Upgrade costs to existing network to acccomodate UMS? £0
Staff costs ? £0
Banwidth costs ? £0
Cost of calls ? £0
Maintenance £1m p.a.

Revenue £Lots and Lots and Lots (in excess of £4m a quater in 2000)

If they pay it you can charge it

Umm, there’s a number of misleading statements in here, Spoofe.

First, there is quite a vast underground network in addition to the wires you see overhead. It also typically costs 3 to 10 times more per mile to install underground than overhead.

Second, underground wires are broken all the time. Usually by sloppy crews installing new underground, or mis-location by a state’s utility protection service. While it’s certainly easy to find the break, it’s extremely expensive to repair it.

Third, do you know what unionized telecom workers that service and repair outside plant make per hour? At night? On Sunday? It ain’t peanuts as you imply. It’s on a par with automotive union workers.

Fourth, you cannot simply “pop in a new piece of wire.” Copper telephone cables can have hundreds of conductors. Sorting all that out and making sure they are properly reconnected can be quite a chore. And splices and patches will deleteriously effect signal transmission, requiring filtering and amplification.

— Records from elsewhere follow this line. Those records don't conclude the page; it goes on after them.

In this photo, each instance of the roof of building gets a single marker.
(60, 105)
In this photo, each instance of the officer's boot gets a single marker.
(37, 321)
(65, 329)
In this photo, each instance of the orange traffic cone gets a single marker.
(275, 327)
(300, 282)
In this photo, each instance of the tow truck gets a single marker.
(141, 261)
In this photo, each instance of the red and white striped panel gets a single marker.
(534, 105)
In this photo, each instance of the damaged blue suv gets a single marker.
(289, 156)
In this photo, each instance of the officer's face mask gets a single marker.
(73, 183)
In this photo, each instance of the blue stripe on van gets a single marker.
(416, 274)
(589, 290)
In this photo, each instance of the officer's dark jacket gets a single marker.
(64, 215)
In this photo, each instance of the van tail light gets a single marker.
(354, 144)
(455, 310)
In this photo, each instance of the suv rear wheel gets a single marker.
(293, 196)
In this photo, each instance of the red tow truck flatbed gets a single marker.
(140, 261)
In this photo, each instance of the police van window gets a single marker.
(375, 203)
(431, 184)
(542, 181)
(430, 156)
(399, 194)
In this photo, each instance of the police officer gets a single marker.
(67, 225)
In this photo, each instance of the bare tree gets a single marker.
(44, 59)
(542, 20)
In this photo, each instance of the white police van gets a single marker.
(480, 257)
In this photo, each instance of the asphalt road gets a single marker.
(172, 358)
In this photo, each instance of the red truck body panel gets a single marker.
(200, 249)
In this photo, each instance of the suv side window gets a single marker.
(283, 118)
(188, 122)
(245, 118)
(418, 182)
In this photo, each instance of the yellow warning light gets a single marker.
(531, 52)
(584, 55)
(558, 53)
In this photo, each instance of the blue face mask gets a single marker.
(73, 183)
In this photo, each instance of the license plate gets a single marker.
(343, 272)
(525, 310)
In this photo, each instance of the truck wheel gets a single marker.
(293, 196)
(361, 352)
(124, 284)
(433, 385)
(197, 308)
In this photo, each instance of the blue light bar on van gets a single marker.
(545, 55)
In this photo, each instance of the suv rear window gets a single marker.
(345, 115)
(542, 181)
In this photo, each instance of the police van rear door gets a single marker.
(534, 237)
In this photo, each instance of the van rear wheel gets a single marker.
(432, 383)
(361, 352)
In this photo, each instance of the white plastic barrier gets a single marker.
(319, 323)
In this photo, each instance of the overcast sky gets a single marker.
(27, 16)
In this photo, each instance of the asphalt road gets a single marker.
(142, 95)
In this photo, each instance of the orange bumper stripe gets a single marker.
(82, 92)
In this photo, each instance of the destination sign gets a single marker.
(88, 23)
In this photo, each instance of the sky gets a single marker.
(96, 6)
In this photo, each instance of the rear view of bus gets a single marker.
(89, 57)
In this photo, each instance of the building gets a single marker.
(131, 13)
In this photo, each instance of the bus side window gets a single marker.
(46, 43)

Finally, you’ve neglected entirely, fiber-optic cables. I assure you splicing fiber is quite tedious, expensive and costly (Fiber itself is quite pricey). A 288-count fiber cable can run upwards of $15,000 to splice. In addition the major portion of signal loss in fiber is at the splice junctures. Too many splices in a fiber run can cause all kinds of problems downstream. In fact, when engineering fiber runs, it is customary to store additional fiber at and between the planned splices, typically 10% (150 feet in every 1500 foot run, more for underground installations). I’m sure you’ve seen those snowshoe lookin’ things hanging between utility poles, those are fiber storage loops.